The Pros and Cons of Net Promoter Score - NPS

The Net Promoter Score (NPS) is a customer loyalty measurement developed by Fred Reichheld, Bain & Company, and Satmetrix. It relies on only one question: How likely is it that you would recommend our company/ product/ service to a friend or colleague?

It then breaks up responses into three areas:

  • Promoters (9-10). The happiest and most loyal customers that are most likely to refer to others.

  • Passives (7-8). Customers are happy but are unlikely to refer to others. They may be swayed to a competitor fairly easily.

  • Detractors (0-6). Detractors are customers that are unhappy and may spread negative messages and reviews.

As a metric, NPS has done a lot to help companies rally their organizations around a measurement that is simple to use. This in and of itself, makes NPS a winner. Instead of distributing bulky customer satisfaction surveys, where the people issuing the survey don’t really know what to do with the results, NPS has one question and one metric.

As Fred Reichheld, creator of NPS notedMost customer satisfaction surveys aren’t very useful. They tend to be long and complicated, yielding low response rates and ambiguous implications that are difficult to act on.”

Recently, we’ve come across some challenges with NPS raised by customers of our clients:

  • NPS does not always correlate with customer loyalty, retention and growth. When the correlation doesn’t prove out, companies get frustrated because NPS does not provide the reasons behind the ranking. For example, we spoke to one customer who said he would recommend the company but he was also planning to cancel his contract with them.
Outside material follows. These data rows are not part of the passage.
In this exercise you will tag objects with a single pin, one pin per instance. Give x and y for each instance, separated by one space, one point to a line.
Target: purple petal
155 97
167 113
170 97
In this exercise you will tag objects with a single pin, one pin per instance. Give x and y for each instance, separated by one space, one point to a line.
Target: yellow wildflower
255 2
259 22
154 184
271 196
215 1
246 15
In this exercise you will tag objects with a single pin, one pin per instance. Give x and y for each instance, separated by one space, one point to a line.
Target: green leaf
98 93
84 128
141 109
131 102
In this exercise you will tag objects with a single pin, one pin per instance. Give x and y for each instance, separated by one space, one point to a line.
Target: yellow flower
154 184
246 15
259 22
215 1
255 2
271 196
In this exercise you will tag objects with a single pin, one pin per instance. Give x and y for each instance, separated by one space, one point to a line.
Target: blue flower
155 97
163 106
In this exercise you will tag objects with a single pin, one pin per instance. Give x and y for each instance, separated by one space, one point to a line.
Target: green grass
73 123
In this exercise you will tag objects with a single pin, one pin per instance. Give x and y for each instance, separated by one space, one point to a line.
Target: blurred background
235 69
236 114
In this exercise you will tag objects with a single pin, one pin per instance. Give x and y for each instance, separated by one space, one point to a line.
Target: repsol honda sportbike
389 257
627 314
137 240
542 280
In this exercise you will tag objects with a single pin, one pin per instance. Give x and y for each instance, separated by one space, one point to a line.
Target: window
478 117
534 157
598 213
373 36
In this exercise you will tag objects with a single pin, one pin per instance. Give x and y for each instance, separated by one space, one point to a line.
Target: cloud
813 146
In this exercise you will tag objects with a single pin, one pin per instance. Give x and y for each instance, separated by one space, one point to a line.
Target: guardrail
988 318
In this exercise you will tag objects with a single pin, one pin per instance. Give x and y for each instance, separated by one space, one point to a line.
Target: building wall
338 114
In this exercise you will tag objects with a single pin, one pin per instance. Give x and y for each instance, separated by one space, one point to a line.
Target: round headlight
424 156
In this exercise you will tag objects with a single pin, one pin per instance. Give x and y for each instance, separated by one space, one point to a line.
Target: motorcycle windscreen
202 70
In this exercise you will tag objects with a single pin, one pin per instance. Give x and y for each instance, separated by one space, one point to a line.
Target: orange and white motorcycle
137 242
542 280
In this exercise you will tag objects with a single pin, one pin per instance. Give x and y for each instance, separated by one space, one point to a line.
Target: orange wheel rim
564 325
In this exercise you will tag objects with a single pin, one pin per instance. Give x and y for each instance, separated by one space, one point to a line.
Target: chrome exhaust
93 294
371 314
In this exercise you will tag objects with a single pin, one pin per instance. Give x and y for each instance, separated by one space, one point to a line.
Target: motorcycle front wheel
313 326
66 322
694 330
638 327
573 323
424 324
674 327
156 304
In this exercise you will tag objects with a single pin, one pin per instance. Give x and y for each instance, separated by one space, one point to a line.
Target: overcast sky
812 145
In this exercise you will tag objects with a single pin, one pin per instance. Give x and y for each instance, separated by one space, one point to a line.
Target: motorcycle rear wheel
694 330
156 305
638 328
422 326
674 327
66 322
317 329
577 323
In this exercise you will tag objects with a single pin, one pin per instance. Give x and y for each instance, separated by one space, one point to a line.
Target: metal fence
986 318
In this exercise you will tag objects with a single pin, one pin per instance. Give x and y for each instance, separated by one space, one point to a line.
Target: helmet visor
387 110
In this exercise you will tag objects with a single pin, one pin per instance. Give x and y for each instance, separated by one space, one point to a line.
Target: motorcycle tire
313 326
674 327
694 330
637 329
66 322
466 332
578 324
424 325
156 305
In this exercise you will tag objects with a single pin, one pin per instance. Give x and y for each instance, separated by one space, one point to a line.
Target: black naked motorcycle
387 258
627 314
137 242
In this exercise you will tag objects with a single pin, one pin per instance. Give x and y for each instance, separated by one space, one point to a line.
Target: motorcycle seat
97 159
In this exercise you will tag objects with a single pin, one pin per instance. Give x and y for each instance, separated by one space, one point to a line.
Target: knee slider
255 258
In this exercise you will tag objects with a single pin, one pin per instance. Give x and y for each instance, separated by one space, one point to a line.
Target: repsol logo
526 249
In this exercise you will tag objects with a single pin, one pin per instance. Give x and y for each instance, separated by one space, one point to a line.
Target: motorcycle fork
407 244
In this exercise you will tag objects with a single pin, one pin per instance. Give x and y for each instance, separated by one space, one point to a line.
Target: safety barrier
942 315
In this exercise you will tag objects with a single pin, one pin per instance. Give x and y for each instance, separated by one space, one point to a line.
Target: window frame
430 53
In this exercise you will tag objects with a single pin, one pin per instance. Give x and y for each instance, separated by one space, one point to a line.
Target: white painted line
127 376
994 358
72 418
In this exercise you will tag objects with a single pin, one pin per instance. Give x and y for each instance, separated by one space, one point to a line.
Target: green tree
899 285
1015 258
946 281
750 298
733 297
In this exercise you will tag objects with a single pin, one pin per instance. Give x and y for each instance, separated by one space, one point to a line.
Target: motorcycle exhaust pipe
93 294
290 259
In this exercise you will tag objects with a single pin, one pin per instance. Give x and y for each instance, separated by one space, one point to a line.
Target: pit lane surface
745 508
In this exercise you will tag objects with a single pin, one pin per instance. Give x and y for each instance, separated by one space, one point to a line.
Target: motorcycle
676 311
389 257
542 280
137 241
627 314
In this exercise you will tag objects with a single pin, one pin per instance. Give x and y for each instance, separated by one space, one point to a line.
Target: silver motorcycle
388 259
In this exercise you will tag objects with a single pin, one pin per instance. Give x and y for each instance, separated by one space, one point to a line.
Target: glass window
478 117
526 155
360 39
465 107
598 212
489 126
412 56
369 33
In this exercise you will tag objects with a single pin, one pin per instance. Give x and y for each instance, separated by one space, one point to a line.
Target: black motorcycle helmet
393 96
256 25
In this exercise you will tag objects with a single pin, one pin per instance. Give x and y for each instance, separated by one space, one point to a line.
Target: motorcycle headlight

We learned this through an interview and when we asked why the answer was simply. “I think the company is strong and I would recommend them, I just think the competition is better for what we need.”

  • NPS can tell you what your customers think but not why they feel that way and if you are looking to earn customer loyalty you can ignore some of the challenges underneath the response and equally the opportunities. In one case a client chose to ignore all of the passive grouping and chose to only focus on those that were positively oriented. While you may not be able to mobilize your detractors, it is important to understand why they feel the way they do; through listening the potential exists for fixing the problem.

NPS is a starting place for a series of longer term actions with customers and employees. Like all measurements it is not perfect, but it does bring to the light of day the strengths and weaknesses in one simple measurement. And in today’s currency – simple is gold.